Buy chocolate – some eco friendly and ethical ways to buy it

Buy chocolate – some eco friendly and ethical ways to buy it

My name is Alexandra Portlock and I was invited to help Evington Echo with reporting.  As my visit was before Easter, I decided to investigate ‘Chocolate’.  I am particularly interested in buying chocolate in a way which will lesson worries about the environmental and the ethical purchase of chocolate.

Here is my article about buying guilt-free chocolate, even though we may still worry about the problems associated with mass production and about the calorie and sugar intake of chocolate.

Going fair-trade is a good way to support a system that ensures cocoa producers are respectful of environmental and human rights standards.

The Just Fair Trade Shop in Leicester

Adina Zoltai, director of the Just Fair Trade shop in Leicester, points out : “In big supply chains, people who work behind the scenes are not often cared for.” Just Fair Trade works with ethical suppliers around the world and has released its Easter collection.

Adina Zoltai is the director of the Just Fair Trade shop in Leicester.
Adina Zoltai is the director of the Just Fair Trade shop in Leicester.


Of course many fair-trade products can be found in your local shops, such as the Co Op, Morrisons or Tesco. But the advantage of going to Just Fair Trade is being able to access clear knowledge behind the product. Thanks to the expertise of the trained shopkeepers, the consumer can appreciate the people and the skills behind the label.

The Christian Aid shop next to the Cathedral sells Easter eggs that support the work of the diocese.

The Christian Resources Shop

The Christian Resources shop next to Leicester Cathedral allows people to buy ethical products whilst supporting a local community.  The money spent at the shop goes towards the work of the diocese, in supporting Saint Martin’s House, for example. This building leads on various projects, such as providing training for Homeless people throughout the social enterprise Change Please.

Cocoa Amore



Also, supporting local businesses is a safe bet.  The independent, family-run brand Cocoa Amore in Leicester orders most of its chocolate from Luker, a provider based in Colombia. Via an associate working on site, the shop owner Peter Gardner buys chocolate that has been produced in an ethical and sustainable way.

To give an idea of price, a 150g milk egg at the Christians Resource shop (7 Peacock Lane) costs £ 4.80. At Cocoa Amore, amongst a wide range of products, figures a half egg filled with handmade chocolats, £ 9.50 for 300g.
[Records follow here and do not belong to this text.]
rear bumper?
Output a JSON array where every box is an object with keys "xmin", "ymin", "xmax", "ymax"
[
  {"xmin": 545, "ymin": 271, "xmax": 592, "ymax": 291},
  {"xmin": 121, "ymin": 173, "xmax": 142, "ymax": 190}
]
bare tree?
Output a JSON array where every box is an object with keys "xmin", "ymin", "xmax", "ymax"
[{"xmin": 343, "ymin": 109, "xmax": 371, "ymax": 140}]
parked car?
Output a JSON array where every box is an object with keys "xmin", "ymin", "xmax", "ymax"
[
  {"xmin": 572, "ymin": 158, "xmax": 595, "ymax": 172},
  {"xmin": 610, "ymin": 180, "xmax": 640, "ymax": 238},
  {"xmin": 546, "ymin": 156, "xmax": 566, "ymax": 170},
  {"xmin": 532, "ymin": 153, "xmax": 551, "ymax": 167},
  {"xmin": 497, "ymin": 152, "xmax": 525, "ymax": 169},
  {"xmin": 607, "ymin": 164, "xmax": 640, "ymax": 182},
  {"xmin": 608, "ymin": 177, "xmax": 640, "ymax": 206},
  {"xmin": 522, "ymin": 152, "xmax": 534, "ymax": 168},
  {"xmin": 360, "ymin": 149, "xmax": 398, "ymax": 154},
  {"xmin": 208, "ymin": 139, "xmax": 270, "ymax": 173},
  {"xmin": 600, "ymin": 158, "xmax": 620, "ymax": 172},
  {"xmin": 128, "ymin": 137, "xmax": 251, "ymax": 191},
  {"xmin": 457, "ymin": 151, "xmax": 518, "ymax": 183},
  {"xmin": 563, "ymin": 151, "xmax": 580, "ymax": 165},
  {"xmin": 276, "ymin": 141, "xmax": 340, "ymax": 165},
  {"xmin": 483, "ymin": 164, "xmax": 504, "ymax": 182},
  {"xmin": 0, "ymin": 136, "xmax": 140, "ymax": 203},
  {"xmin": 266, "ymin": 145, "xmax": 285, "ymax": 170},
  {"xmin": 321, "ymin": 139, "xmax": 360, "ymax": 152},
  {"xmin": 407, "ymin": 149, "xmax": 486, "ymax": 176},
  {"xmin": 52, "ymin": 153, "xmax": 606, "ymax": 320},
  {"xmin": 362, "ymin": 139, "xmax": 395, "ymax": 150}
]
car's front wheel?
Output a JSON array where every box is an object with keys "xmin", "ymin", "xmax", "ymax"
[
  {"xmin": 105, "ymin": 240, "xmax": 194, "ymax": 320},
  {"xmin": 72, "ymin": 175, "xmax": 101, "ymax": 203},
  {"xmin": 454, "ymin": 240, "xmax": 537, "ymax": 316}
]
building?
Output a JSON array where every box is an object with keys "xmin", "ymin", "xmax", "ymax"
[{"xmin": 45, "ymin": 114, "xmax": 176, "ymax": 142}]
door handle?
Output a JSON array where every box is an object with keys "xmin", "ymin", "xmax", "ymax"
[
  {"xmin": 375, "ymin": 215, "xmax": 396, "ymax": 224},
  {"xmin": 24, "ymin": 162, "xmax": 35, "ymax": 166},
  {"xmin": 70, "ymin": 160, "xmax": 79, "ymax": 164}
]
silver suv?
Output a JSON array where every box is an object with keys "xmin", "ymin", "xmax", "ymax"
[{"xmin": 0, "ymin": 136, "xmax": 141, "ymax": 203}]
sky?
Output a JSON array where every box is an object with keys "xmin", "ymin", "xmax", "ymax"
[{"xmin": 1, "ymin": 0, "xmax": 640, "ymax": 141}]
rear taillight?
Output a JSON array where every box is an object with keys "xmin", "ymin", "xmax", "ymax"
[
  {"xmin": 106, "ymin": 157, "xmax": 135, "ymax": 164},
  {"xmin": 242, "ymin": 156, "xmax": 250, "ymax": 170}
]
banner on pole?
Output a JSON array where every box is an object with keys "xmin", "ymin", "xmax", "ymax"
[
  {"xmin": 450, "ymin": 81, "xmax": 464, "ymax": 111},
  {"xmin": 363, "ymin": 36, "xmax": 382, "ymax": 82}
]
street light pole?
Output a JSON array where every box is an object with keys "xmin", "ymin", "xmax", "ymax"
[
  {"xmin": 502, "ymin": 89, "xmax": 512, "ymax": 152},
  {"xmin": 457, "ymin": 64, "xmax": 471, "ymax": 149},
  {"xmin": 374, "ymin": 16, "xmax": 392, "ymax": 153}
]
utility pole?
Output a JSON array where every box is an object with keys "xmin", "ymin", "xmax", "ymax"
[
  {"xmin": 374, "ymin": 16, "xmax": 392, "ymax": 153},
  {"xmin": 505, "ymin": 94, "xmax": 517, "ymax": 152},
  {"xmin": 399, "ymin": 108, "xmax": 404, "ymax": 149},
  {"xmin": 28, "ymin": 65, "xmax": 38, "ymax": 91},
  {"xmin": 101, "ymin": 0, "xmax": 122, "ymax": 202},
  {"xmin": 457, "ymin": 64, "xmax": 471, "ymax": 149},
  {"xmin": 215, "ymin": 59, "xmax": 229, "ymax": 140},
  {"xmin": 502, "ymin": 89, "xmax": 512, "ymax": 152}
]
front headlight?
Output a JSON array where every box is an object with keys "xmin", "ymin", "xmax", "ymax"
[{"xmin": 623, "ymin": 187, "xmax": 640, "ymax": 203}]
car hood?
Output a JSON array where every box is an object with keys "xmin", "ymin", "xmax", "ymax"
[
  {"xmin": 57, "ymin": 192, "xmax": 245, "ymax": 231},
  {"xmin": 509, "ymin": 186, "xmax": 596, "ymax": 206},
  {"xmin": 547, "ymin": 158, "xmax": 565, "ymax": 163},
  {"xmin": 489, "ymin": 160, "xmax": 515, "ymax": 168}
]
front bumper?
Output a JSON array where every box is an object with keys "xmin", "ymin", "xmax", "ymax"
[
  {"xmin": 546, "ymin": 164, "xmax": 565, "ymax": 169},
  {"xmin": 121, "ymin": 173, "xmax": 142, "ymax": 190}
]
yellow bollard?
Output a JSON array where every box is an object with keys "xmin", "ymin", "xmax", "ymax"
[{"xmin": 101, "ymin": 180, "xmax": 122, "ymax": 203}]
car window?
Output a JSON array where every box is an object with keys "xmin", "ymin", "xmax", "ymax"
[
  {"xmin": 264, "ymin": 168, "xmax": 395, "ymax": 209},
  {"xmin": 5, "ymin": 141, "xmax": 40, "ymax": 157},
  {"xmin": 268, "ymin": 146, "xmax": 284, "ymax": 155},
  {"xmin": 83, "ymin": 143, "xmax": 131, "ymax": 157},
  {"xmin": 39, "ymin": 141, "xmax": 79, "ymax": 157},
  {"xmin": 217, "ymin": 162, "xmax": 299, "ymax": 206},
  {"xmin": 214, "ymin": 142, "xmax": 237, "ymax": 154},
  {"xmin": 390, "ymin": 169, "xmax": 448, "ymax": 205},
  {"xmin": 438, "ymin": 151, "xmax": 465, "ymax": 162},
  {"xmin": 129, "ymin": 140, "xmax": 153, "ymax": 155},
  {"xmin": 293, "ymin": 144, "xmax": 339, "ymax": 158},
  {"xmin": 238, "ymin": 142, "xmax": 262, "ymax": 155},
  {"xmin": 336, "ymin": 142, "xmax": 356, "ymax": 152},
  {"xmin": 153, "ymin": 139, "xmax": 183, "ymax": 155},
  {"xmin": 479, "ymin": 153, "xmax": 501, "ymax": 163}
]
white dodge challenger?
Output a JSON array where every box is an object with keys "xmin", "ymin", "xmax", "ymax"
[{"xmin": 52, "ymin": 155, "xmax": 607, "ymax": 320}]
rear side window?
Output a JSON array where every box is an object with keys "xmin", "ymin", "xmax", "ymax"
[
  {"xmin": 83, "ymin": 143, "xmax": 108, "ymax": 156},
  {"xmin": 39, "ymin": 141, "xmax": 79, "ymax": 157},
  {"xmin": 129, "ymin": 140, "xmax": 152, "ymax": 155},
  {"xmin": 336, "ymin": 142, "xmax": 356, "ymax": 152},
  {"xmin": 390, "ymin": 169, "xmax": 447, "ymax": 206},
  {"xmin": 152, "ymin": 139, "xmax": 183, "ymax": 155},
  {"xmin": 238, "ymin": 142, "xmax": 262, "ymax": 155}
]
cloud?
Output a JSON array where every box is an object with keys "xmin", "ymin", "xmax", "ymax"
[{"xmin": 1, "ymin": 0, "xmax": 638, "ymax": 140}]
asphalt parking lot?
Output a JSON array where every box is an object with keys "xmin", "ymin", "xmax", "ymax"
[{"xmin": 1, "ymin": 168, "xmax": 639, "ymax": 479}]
It goes without saying, F air Trade and artisans’ chocolate are more expensive than the regular bar you can buy in a supermarket.  However, investing in good quality products is more viable in the long run. The authentic and good-quality ingredients should leave you satisfied with a smaller quantity, as opposed to the addictive additives often found in industrial brands.  It’s a winning situation for your health, especially if you choose to indulge in dark chocolate, proven to have physiological benefits on body and mind, if consumed with moderation, like all foods of course.

To buy Easter gifts for a good cause, take a look at charities such as the Guide dogs, who supports people with sight loss. Guide dogs has launched their Easter collection in their online shop, which includes not only tasty gifts such as chocolate bunny spoons, but also cute decorations such as soft toy labradors with rabbit ears. 

When all is said and done, a way to buy more responsibly is to buy less. A good bet is to buy a plain bar of dark chocolate, preferably  Fair Trade, and to make your own Easter gift. A fun and budget-friendly way to make a smaller quantity go a long way.  Many recipes involving melting chocolate with butter or cream give you the opportunity to be creative and potentially use up leftovers. Here is a recipe, tried and tested.   

Try this recipe :

Tropical Easter truffles

This easy and fuss-free recipe makes a good Easter gift, especially for Bounty lovers. I cut mine in squares, but you can make them in balls if you prefer.

Ingredients :

150g desiccated coconut

1 tablespoon cocoa powder, sifted

150 sugar

150 ml liquid cream or full-fat milk

1 tablespoon rum, or any other strong alcohol, but don’t wrorry, when boiled, alcohol evaporates, so this delicacy is dry !

150 chocolate of your choice

Method :

Put desiccated coconut, sugar, alcohol and cream in a bowl or a pan, without mixing. Bring gently to boil (on the hob or in the microwave on medium). Once the sugar has dissolved, add coconut and sifted cocoa powder.

Mix and transfer to a rectangular dish lined with baking paper (the quickest method), or let it cool down and roll into balls. Leave to set in the fridge at least 1h.

Melt chocolate on low heat. If you opted for the rectangular dish method, simply spread the chocolat on the set mixture, let it cool a little, then cut into squares. Leave to set completely in fridge. If you chose to roll in balls, coat them with the chocolate and leave to set.

You can decorate with sliced almonds if you like.